I carabinieri del nucleo operativo e radiomobile della Compagnia di Montesilvano hanno arrestato un ragazzo di 20 anni per violazione della misura precautelare dell’allontanamento dalla casa familiare sabato 25 maggio.
Lunedì in seguito di giudizio per direttissima, il tribunale di Pescara ha convalidato l’arresto disponendo la custodia in carcere.

Un epilogo triste, questa volta a farne le spese una mamma di 59 anni di Montesilvano, che nei primi giorni del mese maggio, dopo l’ennesimo violento litigio con il figlio ha trovato il coraggio di rivolgersi ai militari della Compagnia di Montesilvano.

L’intervento dei carabinieri avrebbe permesso di ricostruire l’ultimo segmento di un’abituale condotta vessatoria ai danni di una donna, che è riuscita finalmente a trovare la forza di denunciare e dire basta. I suoi racconti hanno fanno luce su un’esistenza scandita da quotidiani atti di violenza a opera del figlio, che l'avrebbe incalzata con quotidiane richieste di denaro, sfociando in caso di diniego in violente aggressioni e minacce. Quest’ultime avrebbero raggiunto l’apice proprio nei primissimi giorni di maggio, periodo in cui la povera madre, in seguito a una ferma opposizione all’ennesima richiesta di denaro da parte del figlio, avrebbe subìto due gravi aggressioni fisiche, in una delle quali il giovane colpiva la donna con pugni e calci.

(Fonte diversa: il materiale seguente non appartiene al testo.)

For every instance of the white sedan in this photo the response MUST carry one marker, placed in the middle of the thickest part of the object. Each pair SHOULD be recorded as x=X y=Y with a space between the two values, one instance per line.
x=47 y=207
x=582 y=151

Tali violenze spesso sono state rivolte anche alla sorella convivente, la quale, racconta la vittima ai carabinieri: “per contenere la furia del fratello gli elargiva del denaro per evitare che picchiasse la madre”. Una situazione oramai al limite, ma la ricostruzione dei fatti, dettagliatamente esposta dalla vittima ha consentito ai carabinieri di Montesilvano di adottare un provvedimento d’urgenza di “allontanamento dalla casa familiare”. Ma nonostante la misura precautelare, lo scorso sabato il giovane è tornato a inveire contro la madre chiedendole più denaro, poiché non riteneva sufficienti i 20 euro ricevute poco prima dalla donna. Nonostante una tenue difesa della donna, il ragazzo afferrava una bottiglia portandola a pochi centimetri dal viso della vittima, per poi lanciarla violentemente contro la porta della camera da letto. La furia dell’aggressore è stata placata solo dall’intervento dei carabinieri che hanno tratto in arresto il 20enne accompagnandolo nel carcere di Pescara su disposizione del sostituto procuratore di turno della Procura di Pescara. Ieri l’udienza direttissima dinanzi al tribunale di Pescara che ha confermato la misura cautelare in carcere riconoscendone i gravi indizi di colpevolezza.